Aside from that and our total inability to discuss what happened, he's actually being moderately supportive. His parents are unbearable - they treat Fatbum as their own, don't acknowledge our split or the baby and offer very little support to me. I dread them. Luckily, so does he, for the same reason.
He still doesn't really interact with bump, but he's getting much better.
I wonder what will happen when the baby's born? I really think it's going to utterly evaporate the stasis we've managed to work our way round to.

Less than three months now until he makes his exit, unless he's late. Which he probably will be. I reckon he'll be born april 16th.

Tuesday, 4 January 2011

26+1. You know what's unfair?

When you no longer want your baby, your baby that you TTC'd for seven months for. Your baby that you thought would complete your family and your happiness. Your baby that seemed to push your husband into the arms of someone else because of the hormonal aftermath unleashed by early pregnancy. Your baby who you totally cut off for for weeks to try and get over what had happened. Your baby who kicks you all night and day as if trying to remind you everything will get better. Your baby who nobody else seems to give a fuck about. Your baby who is genetically the same as his adored older brother, and yet treated completely differently by everyone...

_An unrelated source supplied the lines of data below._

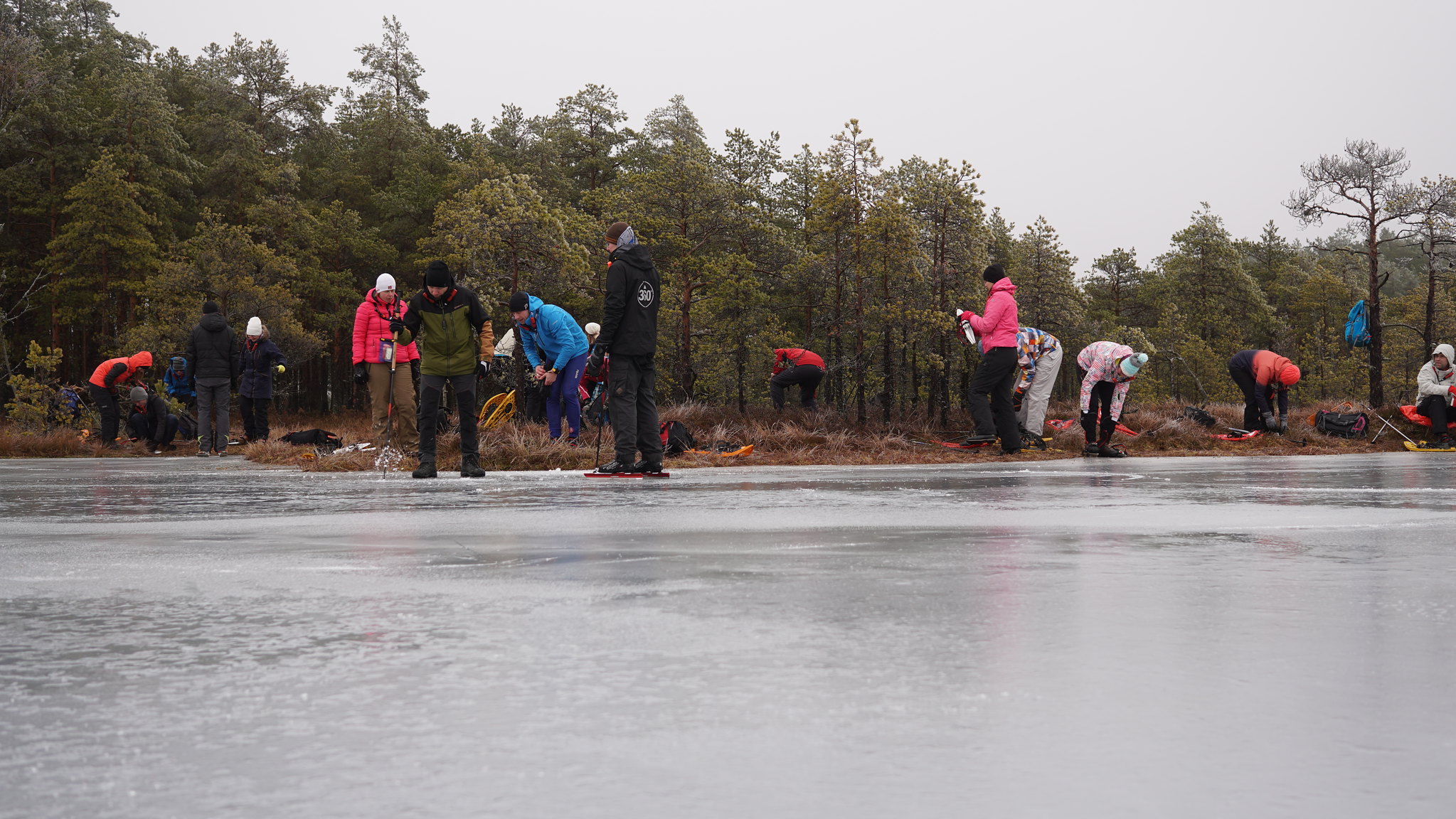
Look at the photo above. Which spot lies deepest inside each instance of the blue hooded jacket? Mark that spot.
(555, 335)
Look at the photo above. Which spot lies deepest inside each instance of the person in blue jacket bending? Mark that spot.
(556, 348)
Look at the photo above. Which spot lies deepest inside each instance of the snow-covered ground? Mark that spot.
(1143, 638)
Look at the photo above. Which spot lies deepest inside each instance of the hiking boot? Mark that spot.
(471, 466)
(617, 467)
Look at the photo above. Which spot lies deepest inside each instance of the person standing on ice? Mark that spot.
(216, 361)
(997, 373)
(1040, 358)
(456, 347)
(1260, 374)
(629, 335)
(373, 347)
(556, 350)
(1107, 371)
(1436, 393)
(261, 361)
(795, 365)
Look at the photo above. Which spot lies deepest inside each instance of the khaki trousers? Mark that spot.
(405, 437)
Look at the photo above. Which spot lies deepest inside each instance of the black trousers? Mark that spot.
(632, 406)
(430, 389)
(1253, 418)
(1436, 410)
(255, 418)
(1100, 405)
(995, 377)
(110, 412)
(164, 432)
(806, 375)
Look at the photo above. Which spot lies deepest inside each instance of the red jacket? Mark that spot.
(794, 357)
(372, 326)
(118, 370)
(999, 326)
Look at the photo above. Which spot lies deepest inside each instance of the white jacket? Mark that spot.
(1435, 382)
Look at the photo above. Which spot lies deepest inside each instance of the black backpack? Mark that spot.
(676, 438)
(319, 438)
(1341, 424)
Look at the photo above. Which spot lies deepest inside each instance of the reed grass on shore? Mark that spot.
(790, 438)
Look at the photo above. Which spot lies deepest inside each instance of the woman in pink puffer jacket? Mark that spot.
(997, 374)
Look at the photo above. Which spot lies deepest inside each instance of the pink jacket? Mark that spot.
(372, 325)
(999, 326)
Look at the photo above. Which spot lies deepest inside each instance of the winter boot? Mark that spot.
(617, 467)
(471, 466)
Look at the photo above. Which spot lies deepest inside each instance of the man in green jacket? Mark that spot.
(455, 345)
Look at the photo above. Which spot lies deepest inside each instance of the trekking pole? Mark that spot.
(389, 412)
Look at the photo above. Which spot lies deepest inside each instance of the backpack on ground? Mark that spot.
(676, 438)
(319, 438)
(1357, 325)
(1341, 424)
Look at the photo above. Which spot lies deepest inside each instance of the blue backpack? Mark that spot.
(1357, 325)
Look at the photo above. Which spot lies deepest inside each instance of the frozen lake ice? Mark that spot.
(1139, 638)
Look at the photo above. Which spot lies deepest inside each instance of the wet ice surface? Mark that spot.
(1142, 638)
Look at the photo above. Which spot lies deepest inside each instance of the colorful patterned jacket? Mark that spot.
(1102, 363)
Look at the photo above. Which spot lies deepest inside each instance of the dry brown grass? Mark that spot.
(790, 438)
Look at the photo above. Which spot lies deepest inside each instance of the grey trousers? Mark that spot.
(1038, 393)
(211, 397)
(632, 406)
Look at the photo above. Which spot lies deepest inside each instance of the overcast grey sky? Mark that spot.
(1112, 119)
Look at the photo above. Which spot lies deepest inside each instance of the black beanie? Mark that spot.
(437, 274)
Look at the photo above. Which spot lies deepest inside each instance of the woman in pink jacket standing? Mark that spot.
(373, 345)
(997, 374)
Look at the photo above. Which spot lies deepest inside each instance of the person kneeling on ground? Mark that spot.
(1260, 374)
(261, 361)
(150, 421)
(111, 374)
(997, 373)
(456, 347)
(556, 350)
(1107, 371)
(1040, 358)
(795, 365)
(1436, 386)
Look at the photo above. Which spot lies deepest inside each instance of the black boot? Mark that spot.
(471, 466)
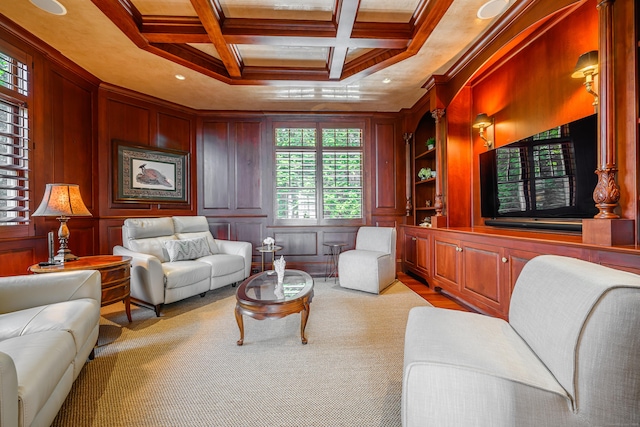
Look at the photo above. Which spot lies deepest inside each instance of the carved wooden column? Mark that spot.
(408, 177)
(607, 193)
(439, 220)
(606, 228)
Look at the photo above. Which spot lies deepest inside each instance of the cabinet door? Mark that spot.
(422, 253)
(482, 283)
(514, 261)
(446, 263)
(409, 250)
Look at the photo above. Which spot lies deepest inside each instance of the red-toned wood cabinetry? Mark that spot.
(480, 266)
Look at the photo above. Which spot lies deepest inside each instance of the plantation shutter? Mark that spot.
(14, 143)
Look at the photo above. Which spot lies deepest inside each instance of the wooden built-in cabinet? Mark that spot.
(480, 266)
(424, 190)
(416, 250)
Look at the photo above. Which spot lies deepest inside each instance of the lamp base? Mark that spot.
(64, 255)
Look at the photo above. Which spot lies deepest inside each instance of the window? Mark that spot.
(319, 173)
(14, 141)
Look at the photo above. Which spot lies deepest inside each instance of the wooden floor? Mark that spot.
(436, 299)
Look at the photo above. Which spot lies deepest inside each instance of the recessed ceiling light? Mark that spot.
(52, 6)
(492, 8)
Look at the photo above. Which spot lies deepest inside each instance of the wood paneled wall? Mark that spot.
(76, 118)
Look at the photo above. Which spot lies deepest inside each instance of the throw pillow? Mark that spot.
(182, 250)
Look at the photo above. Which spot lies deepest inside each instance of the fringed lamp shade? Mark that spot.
(62, 201)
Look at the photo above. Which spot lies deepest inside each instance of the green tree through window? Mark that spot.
(314, 171)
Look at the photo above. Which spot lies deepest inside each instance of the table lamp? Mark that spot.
(63, 201)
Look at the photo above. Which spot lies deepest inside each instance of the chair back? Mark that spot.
(583, 321)
(146, 235)
(379, 239)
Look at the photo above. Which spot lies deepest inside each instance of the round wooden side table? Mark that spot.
(114, 272)
(265, 249)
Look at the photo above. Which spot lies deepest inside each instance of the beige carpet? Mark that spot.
(185, 369)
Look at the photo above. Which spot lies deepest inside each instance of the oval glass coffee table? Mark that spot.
(261, 297)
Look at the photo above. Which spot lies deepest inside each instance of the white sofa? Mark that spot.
(48, 328)
(164, 270)
(371, 266)
(569, 355)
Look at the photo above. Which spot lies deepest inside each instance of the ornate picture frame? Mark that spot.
(145, 174)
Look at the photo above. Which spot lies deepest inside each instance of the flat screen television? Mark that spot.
(544, 181)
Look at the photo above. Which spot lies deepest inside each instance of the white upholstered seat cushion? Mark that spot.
(77, 317)
(223, 264)
(44, 364)
(185, 273)
(458, 364)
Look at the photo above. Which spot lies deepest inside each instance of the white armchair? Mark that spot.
(371, 266)
(49, 326)
(567, 357)
(174, 258)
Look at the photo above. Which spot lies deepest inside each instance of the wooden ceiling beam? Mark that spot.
(346, 12)
(209, 17)
(173, 29)
(126, 17)
(188, 29)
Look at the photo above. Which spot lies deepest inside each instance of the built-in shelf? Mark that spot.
(424, 190)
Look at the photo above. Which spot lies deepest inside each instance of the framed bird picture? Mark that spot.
(147, 174)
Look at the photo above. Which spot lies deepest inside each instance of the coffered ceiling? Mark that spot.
(264, 55)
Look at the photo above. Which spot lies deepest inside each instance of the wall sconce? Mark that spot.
(63, 201)
(482, 122)
(587, 68)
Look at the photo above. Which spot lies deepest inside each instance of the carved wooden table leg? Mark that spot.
(304, 315)
(240, 325)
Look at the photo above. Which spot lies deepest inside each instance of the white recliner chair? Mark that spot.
(371, 266)
(177, 257)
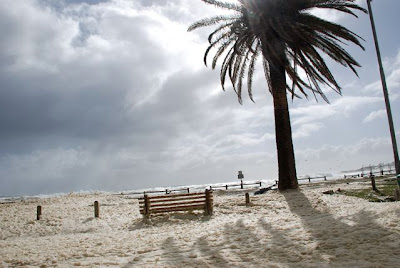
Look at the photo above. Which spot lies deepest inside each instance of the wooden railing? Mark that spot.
(312, 178)
(176, 202)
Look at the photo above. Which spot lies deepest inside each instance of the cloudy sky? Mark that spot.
(113, 95)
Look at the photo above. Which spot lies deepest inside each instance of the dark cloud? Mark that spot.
(115, 96)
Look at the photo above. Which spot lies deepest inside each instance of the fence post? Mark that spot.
(146, 205)
(96, 209)
(208, 202)
(39, 212)
(373, 183)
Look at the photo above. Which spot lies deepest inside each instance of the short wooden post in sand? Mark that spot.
(247, 199)
(39, 212)
(209, 202)
(96, 209)
(146, 205)
(373, 183)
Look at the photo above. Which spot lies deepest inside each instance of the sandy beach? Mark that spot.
(292, 229)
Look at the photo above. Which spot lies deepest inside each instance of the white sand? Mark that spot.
(295, 229)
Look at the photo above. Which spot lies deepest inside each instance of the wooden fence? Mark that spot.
(379, 173)
(187, 190)
(312, 178)
(176, 202)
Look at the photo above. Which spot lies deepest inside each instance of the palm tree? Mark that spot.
(288, 37)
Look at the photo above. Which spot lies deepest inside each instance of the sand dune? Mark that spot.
(293, 229)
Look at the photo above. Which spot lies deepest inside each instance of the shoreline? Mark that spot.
(302, 228)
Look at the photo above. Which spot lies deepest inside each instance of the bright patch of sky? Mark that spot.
(114, 95)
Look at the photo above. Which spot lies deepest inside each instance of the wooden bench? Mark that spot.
(176, 202)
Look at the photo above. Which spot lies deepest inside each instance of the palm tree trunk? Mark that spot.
(283, 130)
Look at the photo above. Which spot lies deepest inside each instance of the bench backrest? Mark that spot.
(176, 202)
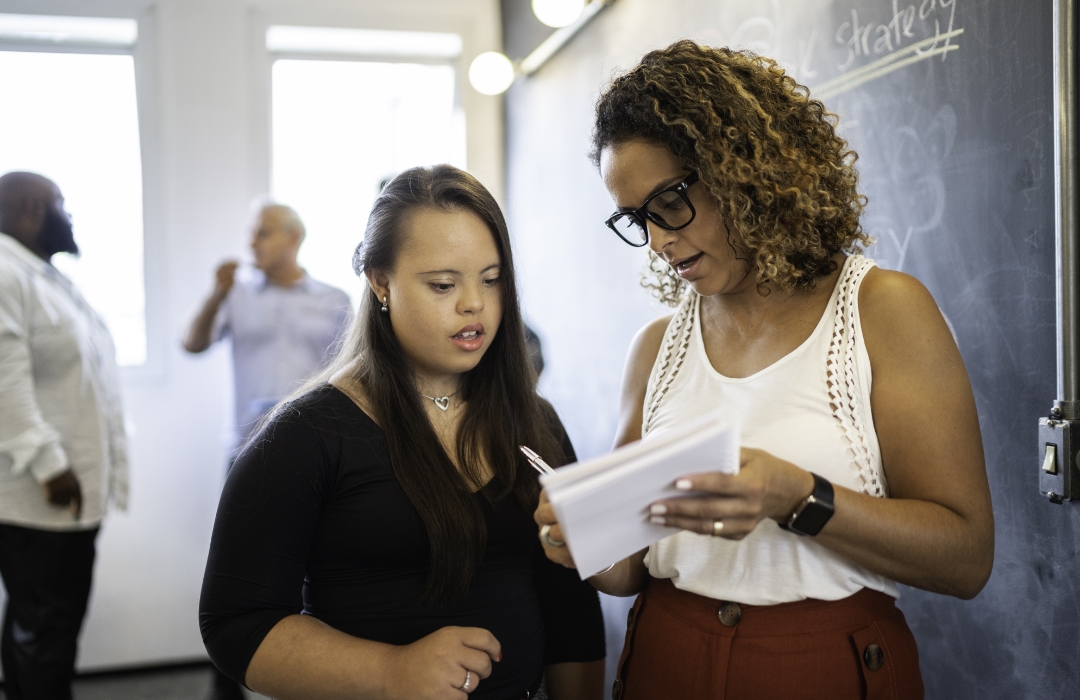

I feel like a terrible mother. Even though I know this won't last and I WILL want him and things WILL get easier. I feel so guilty, because my friends TTC for years, lose babies at all stages, and I'm blessed with a healthy baby and don't want him. I don't know HOW to get through the pain of what his father did to me and reconnect with him. To stop holding it against him, like any of it was his fault.

I knew I couldn't abort a baby who I could feel kicking. I knew, after miscarrying once all those years ago, that I could never throw a child's life away just because of a difficult situation. But I wanted to. I wanted to be able to pretend the guilt wouldn't kill me. I wanted to pretend I didn't care.

I do care. I love my son. I'll always love him. I just need to try very hard to want him, to get through this wall of pain and concentrate on raising my two boys.

I just have bad days and today is a very bad day.